Geçmişte CHP ile MSP bir araya gelip hükümet kurduklarında ne kadar gürültü kopmuştu. Aynı gürültü, Refah Partisi’nin seçimden birinci parti olarak çıktığı 1995 yılında, önce ANAP sonra DYP ile koalisyon kurma arayışına girdiğinde de duyulmuştu.

Sandıktan iktidar olma başarısıyla çıkarlarsa, ardından birlikte hükümet kurarlar veya kurmazlar, ancak ‘6’lı masa’ bileşenleri, daha şimdiden birbirlerini anlamaya ve geçmişteki yanlışlıklarından vazgeçmeye başlamış görünüyorlar.

Yalnız CHP değil farklılaşan, diğer beş parti de hem birbirlerine hem de CHP’ye karşı besledikleri önyargılarını -hiç değilse belli başlılarını- terk etmeye hazır durumdalar.

Kötü bir şey mi bu?

CHP’nin katı ideolojik tavrını yumuşatmasına iyi gözle bakmayan bağnaz ve yobaz tiplere göre elbette kötü.

Eminim, diğer beş partinin içerisinde ve onlara oy verebilecek kitlelerde de CHP’ye yeni bakış yüzünden rahatsızlık duyanlar mutlaka vardır.

Önemli olan liderlerin birbirlerine bakışları.

Başlangıçta iktidarın seçim sistemiyle oynamasıyla zorunlu olduğu için kurdukları ittifakı, samimi birlikteliğe dönüştürmeleri…   

Şaşırtıcı çıkışlarla geçmiş yanlışlıklarından partilerini uzaklaştırmaları…

Ezber bozucu bir gelişme bu. En şaşırtıcı etkisini de rakip ittifaka yaşattırıyor.

Kılıçdaroğlu’nun ‘başörtüsü yasağını geçersiz kılmak amaçlı yasa’ çıkarma önerisine bu gözle baktığımızda, çıkışın iktidarı özgürlükçü bir tavıra zorladığını görebiliyoruz. 

İktidar rakip ittifak karşısında çaresiz kalmamak için bir yandan ‘başörtüsü yasağı’ için anayasa değişikliği öneriyor, diğer yandan da ‘dezenformasyonu engelleme’ bahanesi ile fikir ve ifade özgürlüğünü kısıtlayıcı bir düzenlemeyi yasallaştırmanın peşinde.

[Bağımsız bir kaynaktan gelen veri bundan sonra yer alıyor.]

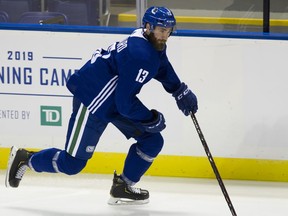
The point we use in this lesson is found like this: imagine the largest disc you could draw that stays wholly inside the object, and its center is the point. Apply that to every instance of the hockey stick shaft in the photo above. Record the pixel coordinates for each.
(213, 165)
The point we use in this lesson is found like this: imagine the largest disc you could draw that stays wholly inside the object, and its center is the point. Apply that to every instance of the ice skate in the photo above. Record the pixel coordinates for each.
(17, 165)
(123, 194)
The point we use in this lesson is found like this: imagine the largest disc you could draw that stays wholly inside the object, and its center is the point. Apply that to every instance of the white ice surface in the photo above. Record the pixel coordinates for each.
(87, 195)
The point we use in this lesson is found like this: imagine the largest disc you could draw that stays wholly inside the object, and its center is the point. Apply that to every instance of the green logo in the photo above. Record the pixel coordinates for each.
(51, 115)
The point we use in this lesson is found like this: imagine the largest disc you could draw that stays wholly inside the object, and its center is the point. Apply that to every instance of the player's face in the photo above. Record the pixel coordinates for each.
(159, 36)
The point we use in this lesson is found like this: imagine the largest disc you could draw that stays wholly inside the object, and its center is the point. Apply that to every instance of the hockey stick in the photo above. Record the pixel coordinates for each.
(214, 167)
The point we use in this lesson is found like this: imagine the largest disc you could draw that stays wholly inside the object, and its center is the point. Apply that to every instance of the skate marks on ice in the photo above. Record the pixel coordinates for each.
(85, 195)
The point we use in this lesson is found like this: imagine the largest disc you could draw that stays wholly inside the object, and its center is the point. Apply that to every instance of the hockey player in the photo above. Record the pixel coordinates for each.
(105, 91)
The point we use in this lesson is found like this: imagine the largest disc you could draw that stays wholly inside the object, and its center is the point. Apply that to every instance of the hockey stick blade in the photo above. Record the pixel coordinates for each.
(213, 165)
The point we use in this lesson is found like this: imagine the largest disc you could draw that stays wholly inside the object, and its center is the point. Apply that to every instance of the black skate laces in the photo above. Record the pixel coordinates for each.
(134, 190)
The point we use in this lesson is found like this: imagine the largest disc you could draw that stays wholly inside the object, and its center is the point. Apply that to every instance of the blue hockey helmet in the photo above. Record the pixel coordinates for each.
(159, 16)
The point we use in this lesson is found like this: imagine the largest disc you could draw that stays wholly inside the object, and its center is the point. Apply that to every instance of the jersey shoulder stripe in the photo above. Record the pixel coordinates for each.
(103, 95)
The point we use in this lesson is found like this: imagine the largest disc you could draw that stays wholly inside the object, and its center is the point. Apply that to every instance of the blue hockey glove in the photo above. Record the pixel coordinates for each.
(157, 124)
(186, 100)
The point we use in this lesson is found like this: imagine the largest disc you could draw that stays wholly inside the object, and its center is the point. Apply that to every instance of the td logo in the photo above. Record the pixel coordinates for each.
(51, 115)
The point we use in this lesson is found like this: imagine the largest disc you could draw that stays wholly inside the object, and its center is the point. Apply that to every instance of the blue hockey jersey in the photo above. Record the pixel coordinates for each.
(108, 84)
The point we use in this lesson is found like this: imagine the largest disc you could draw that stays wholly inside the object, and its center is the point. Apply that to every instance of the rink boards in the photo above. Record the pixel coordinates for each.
(240, 82)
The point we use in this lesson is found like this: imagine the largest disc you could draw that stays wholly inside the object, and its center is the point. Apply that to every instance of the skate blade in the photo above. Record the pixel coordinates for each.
(13, 152)
(123, 201)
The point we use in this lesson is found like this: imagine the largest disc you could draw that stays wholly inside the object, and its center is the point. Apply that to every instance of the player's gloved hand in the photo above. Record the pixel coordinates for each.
(157, 124)
(186, 100)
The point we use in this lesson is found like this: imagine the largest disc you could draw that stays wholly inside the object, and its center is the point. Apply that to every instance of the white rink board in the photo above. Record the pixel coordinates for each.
(241, 86)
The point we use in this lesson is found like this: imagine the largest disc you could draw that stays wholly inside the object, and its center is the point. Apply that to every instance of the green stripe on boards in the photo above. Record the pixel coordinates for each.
(77, 130)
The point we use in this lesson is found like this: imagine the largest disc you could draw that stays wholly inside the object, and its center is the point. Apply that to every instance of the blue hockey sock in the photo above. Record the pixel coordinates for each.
(136, 164)
(54, 160)
(42, 161)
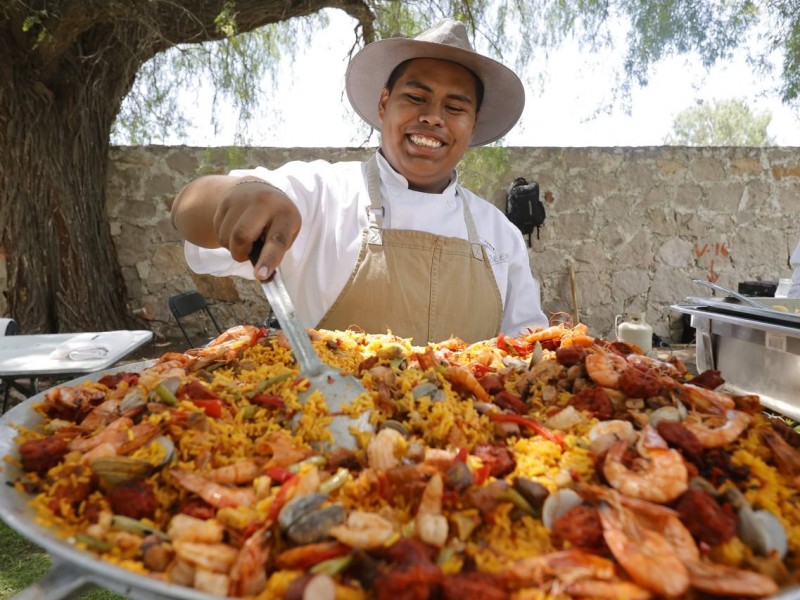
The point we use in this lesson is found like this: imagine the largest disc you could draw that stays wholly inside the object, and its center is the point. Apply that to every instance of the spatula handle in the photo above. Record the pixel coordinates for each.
(283, 307)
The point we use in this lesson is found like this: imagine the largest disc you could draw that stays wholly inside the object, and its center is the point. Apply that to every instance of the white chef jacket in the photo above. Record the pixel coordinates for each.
(333, 200)
(794, 291)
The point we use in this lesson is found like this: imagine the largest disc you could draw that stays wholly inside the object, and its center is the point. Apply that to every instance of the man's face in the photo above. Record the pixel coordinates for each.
(427, 121)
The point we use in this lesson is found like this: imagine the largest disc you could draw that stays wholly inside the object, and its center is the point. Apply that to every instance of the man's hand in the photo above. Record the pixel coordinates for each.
(255, 210)
(233, 212)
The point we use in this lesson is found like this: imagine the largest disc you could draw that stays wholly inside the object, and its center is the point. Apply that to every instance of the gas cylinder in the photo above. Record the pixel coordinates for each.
(634, 330)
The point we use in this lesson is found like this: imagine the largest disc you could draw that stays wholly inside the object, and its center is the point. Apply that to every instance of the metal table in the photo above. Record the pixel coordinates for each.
(28, 357)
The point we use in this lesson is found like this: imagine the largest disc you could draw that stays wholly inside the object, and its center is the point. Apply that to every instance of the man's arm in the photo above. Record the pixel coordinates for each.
(233, 212)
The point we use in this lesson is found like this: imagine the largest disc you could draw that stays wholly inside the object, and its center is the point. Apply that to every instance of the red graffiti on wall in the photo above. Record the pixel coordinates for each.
(719, 250)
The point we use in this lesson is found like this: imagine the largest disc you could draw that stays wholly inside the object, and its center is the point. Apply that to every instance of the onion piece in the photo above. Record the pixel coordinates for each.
(557, 504)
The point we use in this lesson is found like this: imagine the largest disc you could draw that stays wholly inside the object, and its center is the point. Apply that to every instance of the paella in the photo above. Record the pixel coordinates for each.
(553, 465)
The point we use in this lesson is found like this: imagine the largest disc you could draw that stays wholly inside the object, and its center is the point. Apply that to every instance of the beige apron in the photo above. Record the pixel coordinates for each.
(418, 284)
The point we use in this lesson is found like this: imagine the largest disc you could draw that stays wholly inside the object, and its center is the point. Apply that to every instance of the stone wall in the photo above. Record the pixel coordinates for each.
(635, 226)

Kendisiyle çeliştiğini iktidar cephesi fark etmese bile, kitleler çelişkiyi ilk kez bu açıklıkta görebiliyor.

Tek taraflı bir özgürlük peşinde iktidar cephesi.

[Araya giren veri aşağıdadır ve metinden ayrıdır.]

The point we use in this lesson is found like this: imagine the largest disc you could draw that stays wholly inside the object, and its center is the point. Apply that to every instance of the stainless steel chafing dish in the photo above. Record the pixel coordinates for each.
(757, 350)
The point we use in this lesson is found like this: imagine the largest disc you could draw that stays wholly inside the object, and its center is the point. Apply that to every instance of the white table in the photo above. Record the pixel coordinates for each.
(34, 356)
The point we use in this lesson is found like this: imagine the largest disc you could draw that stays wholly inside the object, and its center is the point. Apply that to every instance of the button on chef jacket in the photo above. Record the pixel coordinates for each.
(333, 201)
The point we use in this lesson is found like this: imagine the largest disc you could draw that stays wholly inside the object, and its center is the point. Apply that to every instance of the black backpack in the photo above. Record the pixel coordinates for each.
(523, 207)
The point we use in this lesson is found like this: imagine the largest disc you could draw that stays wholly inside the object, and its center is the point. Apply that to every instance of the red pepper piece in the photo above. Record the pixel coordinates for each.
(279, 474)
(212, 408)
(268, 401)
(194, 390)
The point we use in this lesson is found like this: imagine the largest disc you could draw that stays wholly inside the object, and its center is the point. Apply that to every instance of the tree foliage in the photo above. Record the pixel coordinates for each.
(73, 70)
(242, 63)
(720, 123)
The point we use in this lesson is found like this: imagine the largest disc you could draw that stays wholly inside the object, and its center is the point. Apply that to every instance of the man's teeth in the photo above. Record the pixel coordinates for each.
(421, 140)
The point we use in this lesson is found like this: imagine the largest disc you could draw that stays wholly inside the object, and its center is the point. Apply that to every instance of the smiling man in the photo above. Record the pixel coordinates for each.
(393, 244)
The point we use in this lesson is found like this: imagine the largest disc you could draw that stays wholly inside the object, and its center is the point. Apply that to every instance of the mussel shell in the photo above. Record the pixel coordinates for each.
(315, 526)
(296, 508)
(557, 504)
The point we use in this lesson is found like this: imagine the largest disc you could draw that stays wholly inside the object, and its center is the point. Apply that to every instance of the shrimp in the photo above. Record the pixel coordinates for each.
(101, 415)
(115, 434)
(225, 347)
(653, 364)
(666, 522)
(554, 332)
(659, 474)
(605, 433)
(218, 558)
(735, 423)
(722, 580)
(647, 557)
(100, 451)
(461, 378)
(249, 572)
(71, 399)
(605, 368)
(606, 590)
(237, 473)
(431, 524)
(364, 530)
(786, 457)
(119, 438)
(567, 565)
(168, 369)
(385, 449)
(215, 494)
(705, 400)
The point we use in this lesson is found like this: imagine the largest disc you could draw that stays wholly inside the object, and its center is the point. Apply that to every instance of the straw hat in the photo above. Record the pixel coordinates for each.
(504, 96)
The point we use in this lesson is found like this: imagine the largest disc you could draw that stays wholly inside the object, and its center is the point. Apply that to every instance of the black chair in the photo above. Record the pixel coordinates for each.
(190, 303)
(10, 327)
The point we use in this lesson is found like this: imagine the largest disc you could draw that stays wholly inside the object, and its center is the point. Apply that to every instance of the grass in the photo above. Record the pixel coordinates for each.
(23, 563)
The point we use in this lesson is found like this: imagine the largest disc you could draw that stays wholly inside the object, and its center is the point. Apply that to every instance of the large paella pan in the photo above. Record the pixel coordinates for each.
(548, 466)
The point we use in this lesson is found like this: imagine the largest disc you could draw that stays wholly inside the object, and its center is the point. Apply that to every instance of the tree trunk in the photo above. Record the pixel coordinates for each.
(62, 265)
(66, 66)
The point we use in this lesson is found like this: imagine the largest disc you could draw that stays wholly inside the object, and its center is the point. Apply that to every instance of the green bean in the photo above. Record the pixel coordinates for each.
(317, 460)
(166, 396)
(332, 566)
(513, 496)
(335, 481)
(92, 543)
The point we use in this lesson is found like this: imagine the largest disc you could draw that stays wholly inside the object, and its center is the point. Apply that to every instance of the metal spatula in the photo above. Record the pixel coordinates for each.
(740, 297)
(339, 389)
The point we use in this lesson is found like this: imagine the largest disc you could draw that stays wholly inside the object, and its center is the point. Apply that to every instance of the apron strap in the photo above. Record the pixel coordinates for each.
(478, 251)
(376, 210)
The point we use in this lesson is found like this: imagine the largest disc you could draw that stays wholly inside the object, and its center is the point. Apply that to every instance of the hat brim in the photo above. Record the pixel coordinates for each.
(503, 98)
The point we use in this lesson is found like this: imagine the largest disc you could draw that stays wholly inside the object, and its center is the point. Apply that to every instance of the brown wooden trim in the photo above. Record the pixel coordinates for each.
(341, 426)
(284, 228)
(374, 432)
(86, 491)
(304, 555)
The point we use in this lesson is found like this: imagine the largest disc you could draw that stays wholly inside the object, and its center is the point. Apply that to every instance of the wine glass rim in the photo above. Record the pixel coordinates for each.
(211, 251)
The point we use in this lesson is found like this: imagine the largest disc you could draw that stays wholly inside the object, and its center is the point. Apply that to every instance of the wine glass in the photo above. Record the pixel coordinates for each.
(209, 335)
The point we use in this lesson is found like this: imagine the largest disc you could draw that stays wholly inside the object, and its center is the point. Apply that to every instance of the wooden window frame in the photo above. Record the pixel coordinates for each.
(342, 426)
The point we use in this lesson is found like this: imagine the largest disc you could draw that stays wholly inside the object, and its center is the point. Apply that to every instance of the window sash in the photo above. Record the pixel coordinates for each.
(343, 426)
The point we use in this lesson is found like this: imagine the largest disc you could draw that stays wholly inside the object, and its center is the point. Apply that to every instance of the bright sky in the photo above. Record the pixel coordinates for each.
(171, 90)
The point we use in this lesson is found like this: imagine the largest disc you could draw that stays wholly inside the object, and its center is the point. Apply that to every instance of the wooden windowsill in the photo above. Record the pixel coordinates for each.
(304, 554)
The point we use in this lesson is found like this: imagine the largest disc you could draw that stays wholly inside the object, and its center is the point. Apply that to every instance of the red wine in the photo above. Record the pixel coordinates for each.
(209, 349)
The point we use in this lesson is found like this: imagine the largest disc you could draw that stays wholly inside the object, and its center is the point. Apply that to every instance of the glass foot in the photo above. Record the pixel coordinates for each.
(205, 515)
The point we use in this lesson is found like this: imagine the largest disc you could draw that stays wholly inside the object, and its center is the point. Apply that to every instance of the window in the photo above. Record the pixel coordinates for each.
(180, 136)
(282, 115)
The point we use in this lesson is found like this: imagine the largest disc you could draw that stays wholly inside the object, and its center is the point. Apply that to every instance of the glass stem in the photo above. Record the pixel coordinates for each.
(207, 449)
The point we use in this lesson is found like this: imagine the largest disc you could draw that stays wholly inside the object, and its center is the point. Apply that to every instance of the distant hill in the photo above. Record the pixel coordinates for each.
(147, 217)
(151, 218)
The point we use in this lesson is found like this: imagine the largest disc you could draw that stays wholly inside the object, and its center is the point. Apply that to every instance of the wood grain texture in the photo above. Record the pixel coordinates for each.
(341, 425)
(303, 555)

Buna karşılık, kendisinin özgürlükçü yaklaşımına karşı çıkan yakın çevresinden bazı tiplerin de benzer bir çelişki içerisinde olduğunu, herhalde CHP lideri de bu vesileyle görmeye başlamıştır.

CHP öndegelenlerinden partilerinin makûs kaderini değiştirmenin gereğine inananlar da…

Bir bölümü “İnsanlar konuşa konuşa anlaşır” olan eskilere ait sözü hatırlamanın tam zamanı.

Konuşma başlamışsa anlaşmanın önü de açılmış demektir.

Bağnaz ve yobazlar değişmeye direnirse dirensin, aklı başında olanlar bu gidişten memnun.